What is psychotherapy in the age of AI
A colleague recently told me about a client who apologised for “taking up time with feelings” when ChatGPT or Claude could probably solve their problems faster. It reminded me of the story of the French painter Paul Delaroche, who upon seeing the first photograph in 1839 proclaimed “from today painting is dead!”. Yet here we are today, almost two hundred years later, and painting is thriving in ways that no one in the 19th century could have imagined. Photography did not kill painting, rather photography freed painters from making accurate replicas and faithful copies. Instead of being focused on portraits and still-life – the bread and butter of the painter’s trade – painters started to paint their feelings, fleeting impressions, and abstract forms. In that instant modernism was born. The rest is art history.
Just as photography freed painting from mere representation to explore emotion and creativity, AI’s therapeutic capabilities might liberate psychotherapy from its more mechanical functions. As anyone who tried to self-therapize with AI could attest, the AI therapist excels in unconditional positive regard, compassionate understanding, and empathy all available on tap 24/7. But that creates an interesting paradox; the very consistency that makes AI therapeutically valuable might also highlight what is irreplaceably human in a therapeutic encounter.

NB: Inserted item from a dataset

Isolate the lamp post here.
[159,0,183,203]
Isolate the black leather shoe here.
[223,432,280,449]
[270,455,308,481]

RD Laing said, “the really decisive moments in psychotherapy, as every patient or therapist who has ever experienced them knows, are unpredictable, unique, unforgettable, always unrepeatable, and often indescribable.” Does it mean that AI has no place in therapy? No. AI might excel in consistent support, psychoeducation and structured interventions. After all, AI digested all the available literature on psychotherapy and psychoanalysis; it read and memorised all those academic articles that we have only archived to be read at a later date. Describe your symptoms to your friendly AI chatbot, and it will provide a diagnosis and several coping strategies. Placebo it might be, but it is a known fact that pink placebo pills are more effective than blue ones.
But perhaps anti-depressants are an earlier iteration of an attempt to replace human to human therapy with something more mechanical, more evidence based. For Wilfred Bion such approaches miss something essential about the healing process. Bion spoke about the concept of “reverie”, a receptive and dreamlike state in which a therapist allows themselves to be affected by the client’s unconscious. This mental state can be compared to that of a painter who is approaching the canvas, brush in hand, with determination and curiosity, or to a mother instinctively knowing what the baby needs. Against the all-knowing AI, the human, all too human therapist must arm themselves not with technique or even empathy but with something like “reverie”: creative unknowing, a space of vulnerability and uncertainty in which the therapist might notice their own unconscious responses to the client’s material.
Christopher Bollas speaks of “unthought known” those aspects of experience that exist before language. These preverbal acts of care, Bollas argues, underpin our responses to experiences throughout our lives. The therapeutic relationship becomes a space where these pre-conscious experiences can emerge and be transformed through human encounter. This is not about applying techniques or even offering interpretations, but about creating conditions where something new can emerge between two people.
Perhaps psychotherapy is currently at a crossroads that might parallel how painting moved from portraiture and still-life to exploring light, emotion and perception. Psychotherapy might shift from providing support towards exploring the more creative, intuitive and relational aspects of psychological healing.
TL/DR The question is not whether AI will replace therapists, but whether this moment will help therapy discover what it always aspires to be: a space for the full complexity of human experience to be uncovered through a genuine encounter.